少女の優しさに感心していると、ロイの目の前に手が差し出される。
「今更言うのもなんだけど、ボクはリリィ・リスペット。これでも元冒険者なんだから」
そう言うと少女、リリィは真夏に咲く向日葵のように満面の笑みを浮かべた。
改めてリリィの姿を見てみると、へそを出した短い緑の上着に、同色の太ももが見える短いパンツ。腰には使い込まれたダガーと、合計四つものポーチを吊るし、その全てが何らかしらの道具が詰まっているようだった。見た目は頼りなさそうだが、全てがしっかりとした丈夫な素材で作られ、動き易さを重視したちゃんとした冒険者向けの装備、とりわけアイテムを駆使してパーティーメンバーをサポートするレンジャー用の装備のようだった。
「な、何? そんなに見つめられると恥ずかしいんだけど……」
「あ……すまない。俺はロイ・オネットだ。よろしく頼む」
ロイはまじまじと観察していた事を素直に謝罪し、リリィの手を握った。
「うそっ……あなた、あの実直勇者なの!?」
すると、ロイの正体に気付いたリリィが驚きに目を見開く。
「え? 何で世界を救った勇者が、あんな所で街のゴロツキなんかに絡まれていたの?」
「それは……」
リリィに問われ、ロイは一瞬彼女に自分の目的を告げていいものかどうか悩む。
スラム街の酒場で眼帯の男から言われた「ナルキッソスについて話すときは、相手をよく吟味した方がいい」という言葉を思い出したからだ。

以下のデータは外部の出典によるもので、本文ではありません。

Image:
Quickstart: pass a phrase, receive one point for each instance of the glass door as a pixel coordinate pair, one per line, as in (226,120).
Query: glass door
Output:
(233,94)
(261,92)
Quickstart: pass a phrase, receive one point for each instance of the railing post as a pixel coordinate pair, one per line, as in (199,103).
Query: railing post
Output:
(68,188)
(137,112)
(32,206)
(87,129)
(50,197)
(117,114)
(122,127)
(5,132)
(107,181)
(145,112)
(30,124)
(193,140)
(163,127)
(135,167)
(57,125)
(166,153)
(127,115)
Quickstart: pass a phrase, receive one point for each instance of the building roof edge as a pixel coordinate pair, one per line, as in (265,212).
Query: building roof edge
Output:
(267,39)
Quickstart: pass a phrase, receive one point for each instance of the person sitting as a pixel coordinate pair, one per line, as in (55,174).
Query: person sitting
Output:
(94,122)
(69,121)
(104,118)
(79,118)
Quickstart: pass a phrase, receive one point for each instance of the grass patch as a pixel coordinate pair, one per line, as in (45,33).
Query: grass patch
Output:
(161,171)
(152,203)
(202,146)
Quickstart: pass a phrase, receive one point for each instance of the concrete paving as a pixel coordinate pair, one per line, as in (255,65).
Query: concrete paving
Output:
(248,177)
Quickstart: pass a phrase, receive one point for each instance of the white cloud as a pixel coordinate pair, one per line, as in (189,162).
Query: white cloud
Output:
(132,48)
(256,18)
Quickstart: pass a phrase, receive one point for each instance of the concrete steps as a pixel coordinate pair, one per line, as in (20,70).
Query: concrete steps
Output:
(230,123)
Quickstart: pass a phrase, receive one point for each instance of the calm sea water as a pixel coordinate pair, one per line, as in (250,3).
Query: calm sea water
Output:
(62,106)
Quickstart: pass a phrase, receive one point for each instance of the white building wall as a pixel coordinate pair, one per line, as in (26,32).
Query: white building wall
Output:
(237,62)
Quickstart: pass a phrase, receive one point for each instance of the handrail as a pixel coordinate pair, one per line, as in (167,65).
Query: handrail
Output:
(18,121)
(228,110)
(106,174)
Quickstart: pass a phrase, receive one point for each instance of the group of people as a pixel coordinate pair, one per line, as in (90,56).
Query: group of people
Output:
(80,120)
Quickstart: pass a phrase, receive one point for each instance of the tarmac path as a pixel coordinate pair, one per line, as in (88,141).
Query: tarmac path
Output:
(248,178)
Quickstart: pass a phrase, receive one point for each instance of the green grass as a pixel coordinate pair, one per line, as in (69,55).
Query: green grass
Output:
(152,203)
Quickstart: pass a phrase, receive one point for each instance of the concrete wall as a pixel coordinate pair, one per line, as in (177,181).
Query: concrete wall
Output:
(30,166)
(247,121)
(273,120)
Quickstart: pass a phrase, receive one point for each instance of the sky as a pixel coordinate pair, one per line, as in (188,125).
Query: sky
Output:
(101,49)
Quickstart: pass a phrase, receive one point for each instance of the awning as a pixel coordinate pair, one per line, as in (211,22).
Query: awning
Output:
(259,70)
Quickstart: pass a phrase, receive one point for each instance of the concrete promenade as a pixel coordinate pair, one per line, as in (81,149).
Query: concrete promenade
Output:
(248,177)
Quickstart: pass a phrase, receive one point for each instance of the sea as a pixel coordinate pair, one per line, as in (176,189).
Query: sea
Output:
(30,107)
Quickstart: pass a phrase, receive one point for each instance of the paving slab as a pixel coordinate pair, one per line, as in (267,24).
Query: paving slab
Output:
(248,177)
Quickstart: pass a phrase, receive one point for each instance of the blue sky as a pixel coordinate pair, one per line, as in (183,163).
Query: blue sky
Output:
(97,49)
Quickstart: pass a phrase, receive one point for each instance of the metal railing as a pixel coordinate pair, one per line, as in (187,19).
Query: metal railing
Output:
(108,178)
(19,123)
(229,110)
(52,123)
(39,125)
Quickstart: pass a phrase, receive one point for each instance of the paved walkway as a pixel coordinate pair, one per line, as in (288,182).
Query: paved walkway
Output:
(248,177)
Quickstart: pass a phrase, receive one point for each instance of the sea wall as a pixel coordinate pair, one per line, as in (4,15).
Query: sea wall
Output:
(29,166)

「どうしたの? もしかしてボク、聞いちゃいけないこと聞いちゃった?」
中々口を開かないロイに、リリィが心配そうに顔を覗き込んでくる。
その心配そうな声を聞いて、ロイは自分を恥じた。
彼女は……リリィは自分の身を省みず、何の縁もゆかりもないロイを助けてくれたのだ。ここで沈黙を貫くのは、受けた恩を仇で返すような人として最低の行為のように思われた。
ロイは顔を上げると、申し訳なそうに顔を伏せるリリィに努めて明るい声で話しかける。
「いや、そんな事はない。黙っていて悪かった」
そう言うと、ロイはこれまでの経緯をリリィに話し始めた。